By Juliet Speedy
The Corrections Department says its cellphone jamming technology will foil any fresh attempts to run a drug ring from jail.
The comment follows the five year prison sentence handed down to a convicted murderer, who ran a p-ring from inside Christchurch men's prison.
By the time Dean Nathan was eight years into his life sentence for a gangland murder, he was running a major methamphetamine operation and earning up to 120 thousand dollars a fortnight.
Christchurch District Court Judge Philip Moran told Nathan he was the ringleader of an elaborate drug ring.
“You were the ringleader, you were conducting this methamphetamine operation by cellphone from prison,” he says.
Through this phone, Nathan was organising someone on the outside to go and buy methamphetamine from a supplier in Auckland.
Recordings obtained by police of these conversations show he was ordering up to eight ounces a fortnight, with a profit of around $120'000.
The recordings hear Nathan instructing one potential dealer:
(Nathan:) "Ok, well I just wanted a tad anyway. I need, I need about eight every two weeks bud."
(Other:) "Brother, I’ll do my very best."
This was after another single order of $130,000 of meth through his original dealer.
(Nathan:) "I've got a hundred there now, I’m just thirty short. But I don't want to come and tick it up; I want to be able to pay for it all. I want to stick with you; every time I see you it's going to be more."
But his original dealer, now in jail, knew the police were onto him.
(Other:) "Would you feel ok to finish this one off and then we take a break? Or did you....
(Nathan) "Well do you want to carry on or what? I want to carry on I thought that's what you wanted."
But soon after he was arrested.
Police say they're concerned about the large amounts of P heading to Christchurch
Christchurch Police spokesman David Long says the drug will bring a lot of misery to the community.
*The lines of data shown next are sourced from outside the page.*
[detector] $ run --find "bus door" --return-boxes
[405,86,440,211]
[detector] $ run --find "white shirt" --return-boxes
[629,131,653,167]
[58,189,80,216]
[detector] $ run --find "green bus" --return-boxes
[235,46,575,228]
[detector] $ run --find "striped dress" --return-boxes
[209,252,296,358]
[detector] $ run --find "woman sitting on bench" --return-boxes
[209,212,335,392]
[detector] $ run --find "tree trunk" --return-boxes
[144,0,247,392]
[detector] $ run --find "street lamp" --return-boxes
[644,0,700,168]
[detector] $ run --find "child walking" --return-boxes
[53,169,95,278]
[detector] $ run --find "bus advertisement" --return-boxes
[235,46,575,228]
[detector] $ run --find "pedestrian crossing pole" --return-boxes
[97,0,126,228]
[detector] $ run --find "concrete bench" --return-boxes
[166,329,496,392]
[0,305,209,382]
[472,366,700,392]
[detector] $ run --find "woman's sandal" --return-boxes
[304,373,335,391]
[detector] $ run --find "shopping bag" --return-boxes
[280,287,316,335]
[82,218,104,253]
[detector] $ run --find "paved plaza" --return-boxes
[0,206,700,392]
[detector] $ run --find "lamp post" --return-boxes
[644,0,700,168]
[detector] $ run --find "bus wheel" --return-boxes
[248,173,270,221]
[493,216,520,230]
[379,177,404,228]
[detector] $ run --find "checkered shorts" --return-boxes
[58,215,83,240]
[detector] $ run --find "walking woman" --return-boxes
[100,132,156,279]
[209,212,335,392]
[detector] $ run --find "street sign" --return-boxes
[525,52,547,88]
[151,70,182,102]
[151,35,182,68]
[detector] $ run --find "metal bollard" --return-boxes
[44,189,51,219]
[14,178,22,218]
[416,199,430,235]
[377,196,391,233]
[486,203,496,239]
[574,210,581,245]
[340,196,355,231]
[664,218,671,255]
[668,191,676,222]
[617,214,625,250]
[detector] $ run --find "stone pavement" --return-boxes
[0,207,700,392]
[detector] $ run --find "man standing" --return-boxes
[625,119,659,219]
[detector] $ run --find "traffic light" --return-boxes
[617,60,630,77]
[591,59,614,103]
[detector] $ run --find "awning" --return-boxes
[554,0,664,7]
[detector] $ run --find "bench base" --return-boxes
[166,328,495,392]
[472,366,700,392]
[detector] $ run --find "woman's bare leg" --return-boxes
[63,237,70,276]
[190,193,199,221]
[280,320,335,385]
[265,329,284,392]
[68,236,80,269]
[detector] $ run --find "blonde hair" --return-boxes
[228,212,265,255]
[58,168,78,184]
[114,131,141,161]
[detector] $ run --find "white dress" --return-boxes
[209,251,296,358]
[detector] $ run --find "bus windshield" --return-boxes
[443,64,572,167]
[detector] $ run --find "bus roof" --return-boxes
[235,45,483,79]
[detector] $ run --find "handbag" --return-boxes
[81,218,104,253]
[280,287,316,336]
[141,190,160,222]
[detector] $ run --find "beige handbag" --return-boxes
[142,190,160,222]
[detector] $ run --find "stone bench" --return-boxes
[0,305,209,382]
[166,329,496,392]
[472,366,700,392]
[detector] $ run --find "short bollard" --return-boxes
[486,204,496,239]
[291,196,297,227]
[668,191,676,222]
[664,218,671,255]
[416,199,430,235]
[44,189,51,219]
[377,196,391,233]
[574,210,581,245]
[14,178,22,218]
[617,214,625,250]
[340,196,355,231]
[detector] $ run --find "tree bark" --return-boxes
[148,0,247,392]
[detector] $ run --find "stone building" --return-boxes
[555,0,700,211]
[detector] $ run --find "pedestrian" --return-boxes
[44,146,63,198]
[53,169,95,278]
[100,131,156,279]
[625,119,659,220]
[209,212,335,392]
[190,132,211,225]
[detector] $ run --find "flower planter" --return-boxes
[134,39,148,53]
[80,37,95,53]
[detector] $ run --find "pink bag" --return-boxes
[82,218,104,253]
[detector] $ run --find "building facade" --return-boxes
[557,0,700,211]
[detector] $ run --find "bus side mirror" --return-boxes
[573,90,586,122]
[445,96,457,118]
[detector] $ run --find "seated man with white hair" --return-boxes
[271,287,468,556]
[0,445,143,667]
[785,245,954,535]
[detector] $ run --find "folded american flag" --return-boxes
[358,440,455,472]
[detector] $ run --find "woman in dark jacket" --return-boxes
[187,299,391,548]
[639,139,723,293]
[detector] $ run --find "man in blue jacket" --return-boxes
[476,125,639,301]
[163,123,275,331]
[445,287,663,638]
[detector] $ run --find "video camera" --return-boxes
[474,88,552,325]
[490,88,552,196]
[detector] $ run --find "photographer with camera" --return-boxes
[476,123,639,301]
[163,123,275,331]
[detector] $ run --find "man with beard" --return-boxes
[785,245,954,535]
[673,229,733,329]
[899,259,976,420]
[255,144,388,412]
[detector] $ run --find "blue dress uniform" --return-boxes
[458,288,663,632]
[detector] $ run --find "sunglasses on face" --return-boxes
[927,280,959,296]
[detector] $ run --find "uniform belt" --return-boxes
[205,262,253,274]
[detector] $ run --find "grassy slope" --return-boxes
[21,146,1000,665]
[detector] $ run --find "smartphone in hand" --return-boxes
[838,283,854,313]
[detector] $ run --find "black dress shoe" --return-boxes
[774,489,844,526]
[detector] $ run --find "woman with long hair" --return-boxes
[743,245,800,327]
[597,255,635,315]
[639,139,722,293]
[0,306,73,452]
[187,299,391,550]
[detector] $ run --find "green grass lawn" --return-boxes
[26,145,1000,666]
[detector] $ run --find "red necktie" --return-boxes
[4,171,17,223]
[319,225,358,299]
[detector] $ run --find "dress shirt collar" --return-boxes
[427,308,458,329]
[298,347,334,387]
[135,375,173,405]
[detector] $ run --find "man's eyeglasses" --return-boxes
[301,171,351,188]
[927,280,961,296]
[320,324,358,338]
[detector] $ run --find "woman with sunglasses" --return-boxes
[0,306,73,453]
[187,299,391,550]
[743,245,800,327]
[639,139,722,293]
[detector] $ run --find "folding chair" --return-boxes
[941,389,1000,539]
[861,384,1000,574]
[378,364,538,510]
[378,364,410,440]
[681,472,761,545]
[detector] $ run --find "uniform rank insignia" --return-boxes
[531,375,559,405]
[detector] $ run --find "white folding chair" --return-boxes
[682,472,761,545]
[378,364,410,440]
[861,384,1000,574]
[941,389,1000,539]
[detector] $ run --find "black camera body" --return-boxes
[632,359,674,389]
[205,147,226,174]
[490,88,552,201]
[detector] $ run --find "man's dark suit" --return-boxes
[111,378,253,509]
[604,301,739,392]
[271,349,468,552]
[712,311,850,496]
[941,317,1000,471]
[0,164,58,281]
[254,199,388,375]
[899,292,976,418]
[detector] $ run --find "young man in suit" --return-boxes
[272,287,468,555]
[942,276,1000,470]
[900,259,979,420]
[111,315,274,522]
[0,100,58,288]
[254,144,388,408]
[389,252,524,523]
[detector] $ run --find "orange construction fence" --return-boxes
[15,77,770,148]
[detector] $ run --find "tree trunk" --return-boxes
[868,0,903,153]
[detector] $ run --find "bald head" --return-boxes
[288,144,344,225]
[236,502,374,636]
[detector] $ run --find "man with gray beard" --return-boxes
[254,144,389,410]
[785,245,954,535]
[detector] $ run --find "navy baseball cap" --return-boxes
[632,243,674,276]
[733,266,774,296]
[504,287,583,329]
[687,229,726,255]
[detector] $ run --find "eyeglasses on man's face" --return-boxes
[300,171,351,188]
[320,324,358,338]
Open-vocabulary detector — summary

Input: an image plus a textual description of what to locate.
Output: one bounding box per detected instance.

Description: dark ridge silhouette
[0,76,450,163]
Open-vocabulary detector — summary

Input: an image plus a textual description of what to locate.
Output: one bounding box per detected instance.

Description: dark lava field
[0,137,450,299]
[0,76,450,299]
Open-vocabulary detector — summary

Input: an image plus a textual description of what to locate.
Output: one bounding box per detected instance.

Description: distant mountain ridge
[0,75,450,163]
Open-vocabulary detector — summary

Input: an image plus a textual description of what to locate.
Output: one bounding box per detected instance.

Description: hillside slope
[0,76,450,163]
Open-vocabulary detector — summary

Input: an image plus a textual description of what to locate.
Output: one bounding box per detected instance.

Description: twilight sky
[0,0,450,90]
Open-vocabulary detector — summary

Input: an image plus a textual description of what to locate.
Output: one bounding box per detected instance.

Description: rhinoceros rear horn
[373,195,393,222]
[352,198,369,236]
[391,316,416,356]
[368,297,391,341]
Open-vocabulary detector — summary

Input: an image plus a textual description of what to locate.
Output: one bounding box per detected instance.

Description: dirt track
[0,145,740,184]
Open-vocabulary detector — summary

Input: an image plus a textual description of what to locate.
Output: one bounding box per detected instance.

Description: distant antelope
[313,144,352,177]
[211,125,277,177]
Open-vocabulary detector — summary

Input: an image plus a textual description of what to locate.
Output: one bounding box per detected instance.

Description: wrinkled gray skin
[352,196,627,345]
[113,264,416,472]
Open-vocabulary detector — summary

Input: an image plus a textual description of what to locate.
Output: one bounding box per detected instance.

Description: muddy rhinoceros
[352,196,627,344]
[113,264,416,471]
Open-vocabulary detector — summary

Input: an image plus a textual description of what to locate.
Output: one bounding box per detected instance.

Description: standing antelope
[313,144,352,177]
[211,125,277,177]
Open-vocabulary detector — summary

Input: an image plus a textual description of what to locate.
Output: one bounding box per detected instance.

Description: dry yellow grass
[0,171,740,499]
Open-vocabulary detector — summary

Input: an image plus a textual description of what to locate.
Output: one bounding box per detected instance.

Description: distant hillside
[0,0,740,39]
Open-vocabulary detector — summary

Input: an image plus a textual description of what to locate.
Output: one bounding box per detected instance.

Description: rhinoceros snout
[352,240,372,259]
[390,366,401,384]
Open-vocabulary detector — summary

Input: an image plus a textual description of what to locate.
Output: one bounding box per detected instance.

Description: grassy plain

“It is tied up with a lot of crime and a lot of misery for a lot of people in the community and we hope that the sentence that was handed down today does act as a deterrent and sends a clear message,” he says.
Nathan was convicted in 2001 for a drive by shooting that killed rival gang member Max Shannon, shot in the street after rugby league training.
But it will be a long time till Nathan sees any streets now.
He's now not eligible for parole until at least 2019.